At the moment of his death, Alex Furlong (Emilio Estevez), a racecar driver in 1991, is pulled through time to 2009 where his body is meant as a replacement for a dying rich man’s. Alex escapes, finds his old fiancée (Rene Russo), who works for the most powerful businessman in the world (Anthony Hopkins), and together they run from a relentless bounty hunter (Mick Jagger).

So, by 2009, we’ve developed time travel. Cool. Wouldn’t five or six additional decades make it a bit more believable? Of course if the film was set far enough in the future to have the technology even minutely plausible (OK, it’s never plausible), Rene Russo’s character would be far too old to be fooling around with Emilio Estevez. Since they have the romantic chemistry of two twigs in the street, I can’t see that ensuring their age compatibility is important, but this is a Hollywood film, so there must be a romance.

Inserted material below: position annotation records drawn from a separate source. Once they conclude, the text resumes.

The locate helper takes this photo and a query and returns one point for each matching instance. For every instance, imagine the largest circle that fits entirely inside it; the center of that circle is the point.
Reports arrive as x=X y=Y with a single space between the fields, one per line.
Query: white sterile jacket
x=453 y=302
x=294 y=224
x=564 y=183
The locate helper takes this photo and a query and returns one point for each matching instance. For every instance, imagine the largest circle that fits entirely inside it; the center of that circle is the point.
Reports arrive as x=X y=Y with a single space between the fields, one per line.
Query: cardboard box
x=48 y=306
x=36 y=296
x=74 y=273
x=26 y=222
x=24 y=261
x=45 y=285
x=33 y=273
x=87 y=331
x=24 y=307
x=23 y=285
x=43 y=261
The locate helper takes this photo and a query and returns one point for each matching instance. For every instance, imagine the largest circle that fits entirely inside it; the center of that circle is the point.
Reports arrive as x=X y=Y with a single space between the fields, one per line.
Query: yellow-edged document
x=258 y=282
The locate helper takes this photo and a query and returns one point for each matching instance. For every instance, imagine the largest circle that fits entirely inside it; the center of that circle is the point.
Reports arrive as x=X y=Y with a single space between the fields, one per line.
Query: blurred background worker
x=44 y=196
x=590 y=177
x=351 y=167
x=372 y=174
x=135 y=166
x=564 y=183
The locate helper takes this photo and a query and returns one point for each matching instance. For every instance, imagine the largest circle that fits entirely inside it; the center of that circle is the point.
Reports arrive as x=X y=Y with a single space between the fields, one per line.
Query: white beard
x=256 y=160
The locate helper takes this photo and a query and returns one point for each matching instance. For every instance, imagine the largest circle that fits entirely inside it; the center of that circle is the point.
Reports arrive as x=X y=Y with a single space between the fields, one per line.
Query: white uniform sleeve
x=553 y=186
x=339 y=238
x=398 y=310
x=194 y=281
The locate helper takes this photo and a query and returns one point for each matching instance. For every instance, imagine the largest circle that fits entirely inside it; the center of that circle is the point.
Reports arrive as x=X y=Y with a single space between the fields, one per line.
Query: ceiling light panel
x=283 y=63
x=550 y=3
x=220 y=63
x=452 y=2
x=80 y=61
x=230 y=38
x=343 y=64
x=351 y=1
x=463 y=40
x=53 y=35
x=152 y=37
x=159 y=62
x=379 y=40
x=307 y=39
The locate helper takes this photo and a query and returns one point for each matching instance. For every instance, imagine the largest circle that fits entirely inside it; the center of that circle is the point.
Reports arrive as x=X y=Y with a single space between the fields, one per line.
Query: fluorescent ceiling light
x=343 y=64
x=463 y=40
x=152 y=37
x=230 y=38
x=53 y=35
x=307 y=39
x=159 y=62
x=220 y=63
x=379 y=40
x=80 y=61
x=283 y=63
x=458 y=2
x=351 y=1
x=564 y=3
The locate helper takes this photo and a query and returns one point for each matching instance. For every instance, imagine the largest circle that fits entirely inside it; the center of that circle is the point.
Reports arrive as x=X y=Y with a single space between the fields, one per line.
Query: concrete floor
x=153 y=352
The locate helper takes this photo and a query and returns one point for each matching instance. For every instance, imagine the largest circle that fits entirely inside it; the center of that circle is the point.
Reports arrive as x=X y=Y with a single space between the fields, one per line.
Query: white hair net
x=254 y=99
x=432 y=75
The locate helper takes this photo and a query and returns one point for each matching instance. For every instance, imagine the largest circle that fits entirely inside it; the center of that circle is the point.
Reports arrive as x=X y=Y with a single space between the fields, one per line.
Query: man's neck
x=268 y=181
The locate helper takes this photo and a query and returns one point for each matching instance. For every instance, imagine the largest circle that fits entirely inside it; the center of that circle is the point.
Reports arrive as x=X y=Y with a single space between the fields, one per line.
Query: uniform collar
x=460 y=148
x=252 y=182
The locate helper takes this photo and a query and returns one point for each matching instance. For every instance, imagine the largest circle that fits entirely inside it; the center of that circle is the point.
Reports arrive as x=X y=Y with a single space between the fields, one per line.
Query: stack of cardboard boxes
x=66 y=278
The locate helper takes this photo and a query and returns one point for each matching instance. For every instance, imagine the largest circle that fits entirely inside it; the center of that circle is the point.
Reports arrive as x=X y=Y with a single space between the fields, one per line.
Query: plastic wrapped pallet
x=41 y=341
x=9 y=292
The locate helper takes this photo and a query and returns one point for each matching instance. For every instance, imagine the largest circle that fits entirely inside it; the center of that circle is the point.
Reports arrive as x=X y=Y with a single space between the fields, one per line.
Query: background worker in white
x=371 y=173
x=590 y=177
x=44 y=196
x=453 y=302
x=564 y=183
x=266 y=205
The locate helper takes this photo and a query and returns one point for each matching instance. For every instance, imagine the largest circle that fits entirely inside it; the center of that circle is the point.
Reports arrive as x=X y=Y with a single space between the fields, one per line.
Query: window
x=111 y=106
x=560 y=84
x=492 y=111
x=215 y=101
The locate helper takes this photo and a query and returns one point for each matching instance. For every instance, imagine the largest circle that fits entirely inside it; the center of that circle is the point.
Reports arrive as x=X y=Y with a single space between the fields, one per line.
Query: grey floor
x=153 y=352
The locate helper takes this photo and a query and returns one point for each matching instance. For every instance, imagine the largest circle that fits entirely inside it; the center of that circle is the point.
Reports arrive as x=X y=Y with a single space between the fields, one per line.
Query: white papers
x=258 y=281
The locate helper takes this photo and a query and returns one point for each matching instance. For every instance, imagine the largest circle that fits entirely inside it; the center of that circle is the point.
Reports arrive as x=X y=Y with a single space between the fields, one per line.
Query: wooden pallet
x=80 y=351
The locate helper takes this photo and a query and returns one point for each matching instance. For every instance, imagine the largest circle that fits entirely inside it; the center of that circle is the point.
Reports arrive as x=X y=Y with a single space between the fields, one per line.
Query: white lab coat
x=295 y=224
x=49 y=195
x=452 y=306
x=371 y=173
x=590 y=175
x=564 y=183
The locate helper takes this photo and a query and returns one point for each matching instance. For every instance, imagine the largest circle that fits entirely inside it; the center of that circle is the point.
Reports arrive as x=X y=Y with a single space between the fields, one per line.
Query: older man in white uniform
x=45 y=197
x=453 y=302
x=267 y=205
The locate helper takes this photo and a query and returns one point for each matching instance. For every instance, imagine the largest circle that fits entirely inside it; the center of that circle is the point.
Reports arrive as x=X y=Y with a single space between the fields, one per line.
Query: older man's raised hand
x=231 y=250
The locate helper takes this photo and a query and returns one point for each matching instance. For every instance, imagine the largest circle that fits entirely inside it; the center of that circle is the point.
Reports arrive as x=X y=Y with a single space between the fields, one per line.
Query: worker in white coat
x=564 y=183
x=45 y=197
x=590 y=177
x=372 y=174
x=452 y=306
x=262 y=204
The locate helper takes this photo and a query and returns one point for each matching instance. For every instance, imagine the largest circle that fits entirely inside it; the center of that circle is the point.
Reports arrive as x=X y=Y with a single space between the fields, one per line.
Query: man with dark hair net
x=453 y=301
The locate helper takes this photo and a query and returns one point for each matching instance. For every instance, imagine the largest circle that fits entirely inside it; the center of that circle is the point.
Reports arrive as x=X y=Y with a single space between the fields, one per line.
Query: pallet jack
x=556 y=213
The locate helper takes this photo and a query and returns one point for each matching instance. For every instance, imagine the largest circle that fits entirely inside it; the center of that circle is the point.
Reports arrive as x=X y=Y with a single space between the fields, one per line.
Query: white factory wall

Now Estevez’s Alex escapes when brought to the future, thus becoming a freejack. So, enough people plucked from the past for mind transfer have escaped that they have a word for it? Wow, future security just sucks. That’s not surprising since these near future people can’t think up anything better to do with time travel.

So, the plot is a series of holes held together by foreshadowing that the blind can see. The main stars don’t so much phone in their performances as tap them in on a telegraph machine. Still, it’s not a bad mindless chase picture.  Mick Jagger does the best job by overacting (which makes him fit in with the explosions and crashes). There’s lots of running and truck chases and shootouts (often with electro-guns) and even a sword. Lots of unnamed people die and there are some really unnecessary cyberspace effects, which adds up to an enjoyable, non-engaging film.